Steven Wiggins Facing Federal Charges In Deputy's Killing
Posted at 1:40 PM, Jun 17, 2021
and last updated 2021-06-17 14:40:44-04

CHARLOTTE, Tenn. (WTVF) — Attorneys for Steven Wiggins want the state’s intention of seeking the death penalty in the case to be dropped, citing a “constitutionally intolerable conflict of interest” with the district attorney.

Wiggins’ attorneys filed a motion on his behalf, asking that the intent to seek the death penalty be dismissed. They’re also seeking to dismiss the indictment and want to disqualify DA Ray Crouch from participating in Wiggins’ prosecution.

Wiggins is charged with first-degree murder in the shooting death of Dickson County Sheriff’s Office Sgt. Daniel Baker on May 30, 2018. He’s facing the death penalty in the case.

Wiggins’ attorneys say Crouch can’t be impartial in prosecuting the case due to his “apparent personal fidelity and bias towards Sgt. Baker’s family, colleagues and law enforcement.”

The motion also referenced an ongoing lawsuit involving DA Crouch and TBI Director David Rausch, among several others.

That lawsuit stems from the arrest of a man who posted a controversial photograph that depicted someone urinating on Baker’s grave. Authorities arrested Joshua Andrew Garton, charging him with harassment. He spent two weeks in jail before the charge was dismissed for lack of probable cause. The same judge determined the post was not protected under free speech.

It turned out the photograph was a fake and was posted to Garton's private page but then shared by others. Garton's lawyers say they obtained an internal correspondence among the defendants admitting, "We violated Garton's First Amendment rights" to post online but did so because Sgt. Bakers' surviving family members have rights, too.

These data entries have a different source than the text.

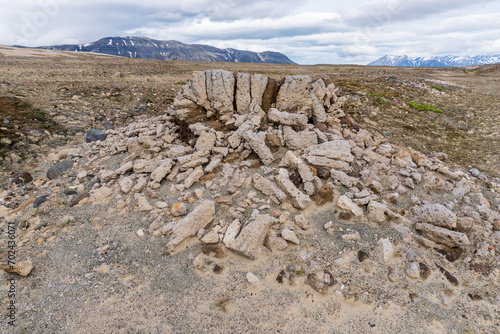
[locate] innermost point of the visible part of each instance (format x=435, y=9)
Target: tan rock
x=178, y=209
x=259, y=147
x=189, y=226
x=442, y=235
x=298, y=198
x=346, y=203
x=159, y=173
x=194, y=177
x=268, y=188
x=21, y=268
x=251, y=236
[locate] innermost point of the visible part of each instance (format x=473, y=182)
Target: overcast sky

Read more: TBI Director and DA sued for $1 million, accused of violating man's rights

The motion also cited Crouch’s apparent support of the Sgt. Daniel Baker Act, which speeds up a death penalty appeal by skipping the state Court of Criminal Appeals and provide automatic state Supreme Court death penalty reviews. Gov. Bill Lee signed it into law in 2019.

Wiggins’ trial is set to begin on July 26. The trial, which had been rescheduled more than once, was set to take place in November of 2020. However, the defense had asked for more time so they could conduct psychological testing, which was delayed due to the pandemic.

Judge David Wolfe also cited the difficulty in maintaining COVID-19 protocols in bringing in an outside jury. As of now, they will continue seeking the same jury panel from Knoxville.